A scraper that searches amazon based on a list of ASINs.
The ASIN is the id used by amazon to identify items.
It is tested on Linux and windows, but should work on Mac as well.
Libraries needed: PyQt6, pandas, openpyxl xlsxwriter, Pillow, BeautifulSoup4, amazoncaptcha, numpy, requests
The application reads an column from an excel file, the column letter needs to be provided in the field.
To open the excel file you just import it using the button, then specify the column letter to read from.
After it imports you should see the list and number of ASINs imported on the gui.
You can choose where to save the file with the save as button. By default it will save the output in the same folder as data.xlsx.
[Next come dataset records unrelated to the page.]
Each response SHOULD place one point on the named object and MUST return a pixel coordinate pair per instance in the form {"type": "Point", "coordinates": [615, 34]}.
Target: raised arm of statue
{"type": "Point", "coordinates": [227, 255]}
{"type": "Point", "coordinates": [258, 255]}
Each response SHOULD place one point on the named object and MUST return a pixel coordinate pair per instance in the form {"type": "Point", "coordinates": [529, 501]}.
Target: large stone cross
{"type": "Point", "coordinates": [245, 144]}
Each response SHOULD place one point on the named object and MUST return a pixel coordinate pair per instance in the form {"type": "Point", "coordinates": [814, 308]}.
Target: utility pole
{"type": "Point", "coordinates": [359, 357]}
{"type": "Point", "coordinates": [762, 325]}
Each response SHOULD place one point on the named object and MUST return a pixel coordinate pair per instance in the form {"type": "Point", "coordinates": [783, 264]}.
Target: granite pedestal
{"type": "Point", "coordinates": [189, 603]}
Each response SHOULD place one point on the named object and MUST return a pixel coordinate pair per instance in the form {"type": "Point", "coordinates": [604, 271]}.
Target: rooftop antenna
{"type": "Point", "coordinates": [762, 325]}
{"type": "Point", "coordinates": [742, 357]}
Run it with console (there is no output for console so it's useless):
python app.py
On windows you can create a batch file as a launcher to start it without a gui:
@echo off
start pythonw .\app.pyOn linux:
nohup python ./app.py &You can stop it at any time by exiting it, it will save the finished data before exitting.
After it finishes it will display a box saying it's done, and will exit after accepting.
The application is hardcoded to max of 12 threads, obviously you can increase that value in the code, but this would increase the chances of you getting flagged and possibly IP banned, I had no issues with up to 12 threads, you can try more if you need.
The application was built and tested for amazon.ae. Now you can try with another region by just editing the editing Item.py at line 18 and change the URL TLD.
But it might not work always, the application is built using requests and bs4, the data is exctraced by finding the tags by id/class names to exctract data. There is no guarntee that other amazon regions use the same ids/classes. I believe amazon india uses different ids for example.
If you need to run it for other regions, you will need to edit item.py and add thd appropriate tag names to extract the data.